We have huge concerns about rising problems of child mental health and concerns to raise educational outcomes, with huge numbers of adults being driven to monitor more and more details of what children are doing.   

But believe it or not this massive industry is are not tracking the foundations of healthy child development.  

So, with the support of health visitors and health services, parents of newborns through to school age are given some support - dwindling - to monitor their child's progress through developmental milestones.

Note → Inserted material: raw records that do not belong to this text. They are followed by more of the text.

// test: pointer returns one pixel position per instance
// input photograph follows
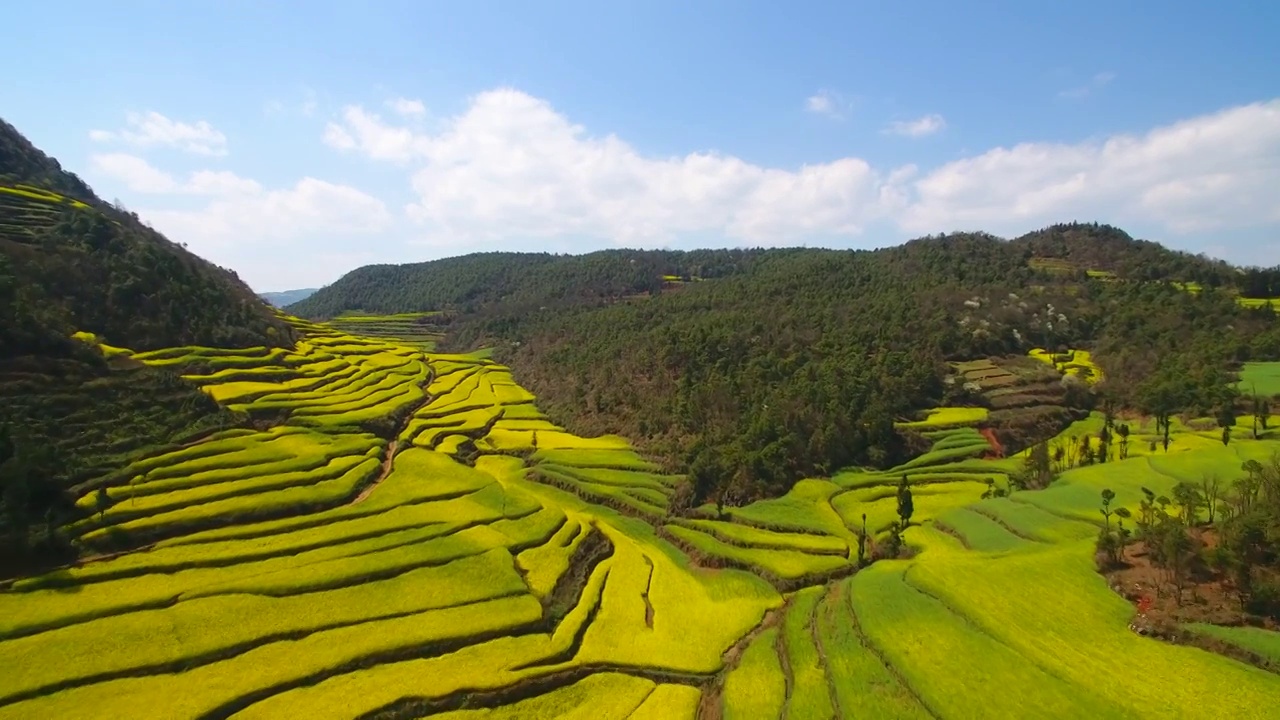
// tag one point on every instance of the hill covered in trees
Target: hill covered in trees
(754, 368)
(71, 263)
(287, 296)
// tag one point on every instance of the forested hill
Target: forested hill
(524, 279)
(755, 368)
(71, 263)
(287, 296)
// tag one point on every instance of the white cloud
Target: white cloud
(407, 108)
(919, 127)
(151, 128)
(511, 172)
(1096, 82)
(366, 132)
(1211, 172)
(826, 103)
(311, 206)
(140, 176)
(511, 168)
(282, 238)
(260, 233)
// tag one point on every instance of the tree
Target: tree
(905, 504)
(1188, 497)
(101, 501)
(1178, 551)
(1226, 420)
(1211, 488)
(1107, 496)
(1260, 411)
(1037, 470)
(894, 546)
(1107, 431)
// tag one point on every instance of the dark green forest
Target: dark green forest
(781, 364)
(72, 263)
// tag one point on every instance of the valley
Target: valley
(417, 538)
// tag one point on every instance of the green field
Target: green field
(1262, 378)
(406, 534)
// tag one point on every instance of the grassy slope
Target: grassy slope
(443, 580)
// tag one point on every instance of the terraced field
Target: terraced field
(405, 534)
(24, 210)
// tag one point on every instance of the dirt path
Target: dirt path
(393, 445)
(709, 706)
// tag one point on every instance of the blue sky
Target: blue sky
(295, 141)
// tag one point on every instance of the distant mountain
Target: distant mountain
(71, 263)
(753, 368)
(287, 297)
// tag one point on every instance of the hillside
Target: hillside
(469, 557)
(288, 296)
(781, 364)
(71, 263)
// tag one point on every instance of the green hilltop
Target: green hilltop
(71, 263)
(755, 368)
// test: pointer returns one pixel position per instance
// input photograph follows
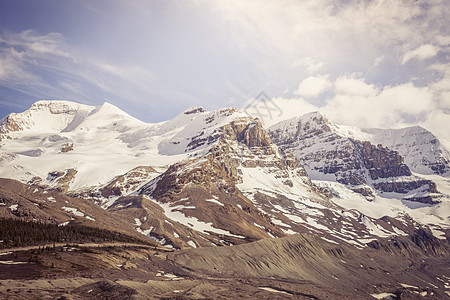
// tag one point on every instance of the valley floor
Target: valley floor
(297, 267)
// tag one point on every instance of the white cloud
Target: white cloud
(387, 107)
(27, 58)
(351, 85)
(313, 86)
(311, 65)
(421, 53)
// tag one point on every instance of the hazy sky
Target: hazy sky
(365, 63)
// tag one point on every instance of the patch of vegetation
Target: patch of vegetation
(15, 233)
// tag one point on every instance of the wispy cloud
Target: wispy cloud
(47, 65)
(313, 86)
(421, 53)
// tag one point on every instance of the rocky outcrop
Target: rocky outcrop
(61, 180)
(327, 153)
(128, 182)
(422, 151)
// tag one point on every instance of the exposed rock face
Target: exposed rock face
(61, 180)
(128, 182)
(422, 151)
(67, 147)
(326, 153)
(205, 188)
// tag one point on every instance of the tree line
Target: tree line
(16, 233)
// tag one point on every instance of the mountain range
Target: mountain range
(219, 178)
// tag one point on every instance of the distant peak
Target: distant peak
(59, 106)
(312, 115)
(194, 110)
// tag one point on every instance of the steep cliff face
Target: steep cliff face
(204, 190)
(422, 151)
(329, 154)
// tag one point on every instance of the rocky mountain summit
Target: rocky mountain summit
(330, 154)
(219, 178)
(312, 209)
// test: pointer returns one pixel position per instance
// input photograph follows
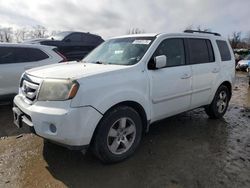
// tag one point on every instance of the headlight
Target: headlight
(57, 90)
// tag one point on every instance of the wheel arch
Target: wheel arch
(229, 86)
(136, 106)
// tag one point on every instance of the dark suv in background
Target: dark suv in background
(73, 45)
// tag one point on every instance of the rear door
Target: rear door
(171, 85)
(13, 62)
(204, 67)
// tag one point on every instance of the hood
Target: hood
(72, 70)
(243, 62)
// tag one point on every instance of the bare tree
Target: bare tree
(235, 40)
(6, 34)
(20, 34)
(135, 31)
(39, 31)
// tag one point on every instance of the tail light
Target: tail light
(61, 55)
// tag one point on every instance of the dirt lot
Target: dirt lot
(188, 150)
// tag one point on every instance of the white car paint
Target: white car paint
(10, 73)
(103, 86)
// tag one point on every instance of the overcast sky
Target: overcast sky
(114, 17)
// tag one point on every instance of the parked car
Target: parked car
(110, 98)
(16, 59)
(244, 64)
(73, 45)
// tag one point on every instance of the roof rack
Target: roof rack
(206, 32)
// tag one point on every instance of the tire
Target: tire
(219, 105)
(118, 135)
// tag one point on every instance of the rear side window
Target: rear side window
(20, 55)
(224, 50)
(200, 51)
(173, 49)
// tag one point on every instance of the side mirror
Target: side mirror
(160, 61)
(67, 40)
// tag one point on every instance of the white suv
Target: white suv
(16, 58)
(110, 98)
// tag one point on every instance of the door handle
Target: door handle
(28, 67)
(215, 70)
(185, 76)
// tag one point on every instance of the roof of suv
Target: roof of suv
(24, 45)
(185, 34)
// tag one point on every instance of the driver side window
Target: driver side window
(173, 49)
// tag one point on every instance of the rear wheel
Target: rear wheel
(219, 105)
(117, 135)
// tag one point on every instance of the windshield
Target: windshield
(121, 51)
(247, 57)
(59, 36)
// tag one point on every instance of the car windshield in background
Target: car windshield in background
(247, 57)
(121, 51)
(59, 36)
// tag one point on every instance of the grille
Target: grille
(29, 89)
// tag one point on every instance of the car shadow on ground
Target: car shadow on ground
(182, 150)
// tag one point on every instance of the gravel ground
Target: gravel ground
(187, 150)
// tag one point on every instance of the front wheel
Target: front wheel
(219, 105)
(117, 135)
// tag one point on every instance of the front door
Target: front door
(171, 85)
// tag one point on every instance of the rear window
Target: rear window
(224, 50)
(200, 51)
(20, 55)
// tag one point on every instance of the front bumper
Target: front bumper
(58, 122)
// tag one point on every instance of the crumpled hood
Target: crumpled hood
(72, 70)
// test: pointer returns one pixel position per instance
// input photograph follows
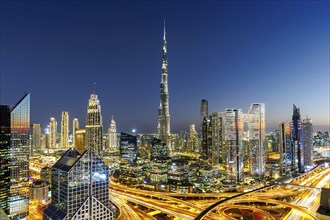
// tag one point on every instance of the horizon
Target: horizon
(267, 54)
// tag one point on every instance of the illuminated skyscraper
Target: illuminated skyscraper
(204, 111)
(307, 132)
(19, 158)
(296, 137)
(233, 140)
(112, 135)
(36, 138)
(75, 127)
(163, 110)
(284, 147)
(158, 162)
(256, 120)
(80, 188)
(65, 130)
(4, 157)
(94, 125)
(52, 133)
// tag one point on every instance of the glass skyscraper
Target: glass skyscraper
(19, 158)
(4, 157)
(80, 188)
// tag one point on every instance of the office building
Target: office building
(36, 138)
(94, 128)
(307, 133)
(52, 133)
(233, 138)
(204, 111)
(112, 135)
(80, 188)
(296, 138)
(158, 162)
(4, 157)
(163, 110)
(256, 118)
(75, 127)
(19, 158)
(65, 130)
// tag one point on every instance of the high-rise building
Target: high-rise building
(52, 133)
(80, 188)
(75, 127)
(296, 137)
(112, 135)
(19, 158)
(36, 138)
(284, 147)
(65, 130)
(158, 162)
(4, 157)
(163, 110)
(307, 133)
(193, 138)
(217, 129)
(94, 128)
(256, 118)
(233, 140)
(204, 111)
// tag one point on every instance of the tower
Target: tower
(36, 138)
(75, 127)
(256, 121)
(204, 111)
(307, 132)
(163, 110)
(65, 130)
(94, 125)
(112, 134)
(19, 158)
(296, 137)
(52, 133)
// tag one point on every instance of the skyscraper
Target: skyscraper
(19, 158)
(52, 133)
(4, 157)
(80, 188)
(256, 118)
(112, 135)
(36, 138)
(75, 127)
(284, 147)
(94, 125)
(204, 111)
(233, 139)
(65, 130)
(163, 110)
(296, 137)
(307, 133)
(158, 162)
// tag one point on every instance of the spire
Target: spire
(164, 32)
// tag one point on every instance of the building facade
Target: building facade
(307, 132)
(4, 157)
(94, 128)
(19, 158)
(65, 130)
(80, 188)
(36, 138)
(163, 110)
(112, 135)
(256, 121)
(52, 133)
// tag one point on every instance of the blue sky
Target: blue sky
(231, 53)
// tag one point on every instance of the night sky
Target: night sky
(231, 53)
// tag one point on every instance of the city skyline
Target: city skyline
(212, 75)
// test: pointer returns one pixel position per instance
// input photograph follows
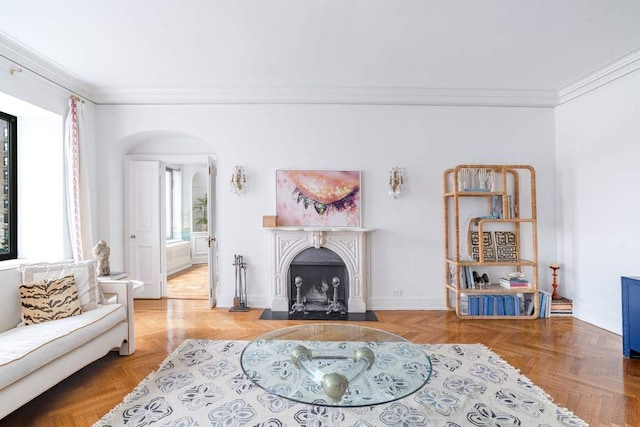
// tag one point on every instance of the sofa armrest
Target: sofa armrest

Then, however, when children arrive in the Early Years Foundation Stage, the detailed tracking of the strands of child development reduces dramatically.  Soon after, when the child transfers to Reception and to Key Stage 1, the tracking of a child's acquisition of key development milestones abruptly stops, to be replaced with an exclusive focus on the acquisition of literacy and numeracy skills.  For all but the child with the most severe difficulties, this is regardless of whether the child has mastered the steps necessary to thrive in school or not.

It's extraordinary, but it's true.  

We stop systematic tracking and we stop paying attention to such important issues as the child's attention skills, or their fine motor skills or their ability to understand and manage emotions, or their ability to understand another person.

We stop paying attention to parental confidence or parental understanding of what children need.  And, because we insist that teachers pay so much attention to the acquisition of literacy and numeracy we stop asking teachers to learn and be mindful of how children develop.   

We fail to teach our teachers that children learn best in the context of relationships 

And then we appear surprised that children seem to be struggling...

Let me get this clear, I am not a fan of the obsessive level of target tracking that we have today.  It seems to mean adults are becoming less and less able to see the real needs of the children sat in front of them, but it would help perhaps if we could became aware of what is not being tracked that is of huge importance to the rest...

Our Action Research Group set off this week to explore the results of checking out the progress of some older children using tools that are usually used to assess progress in the Early Years Foundation Stage.   What do you think they will find?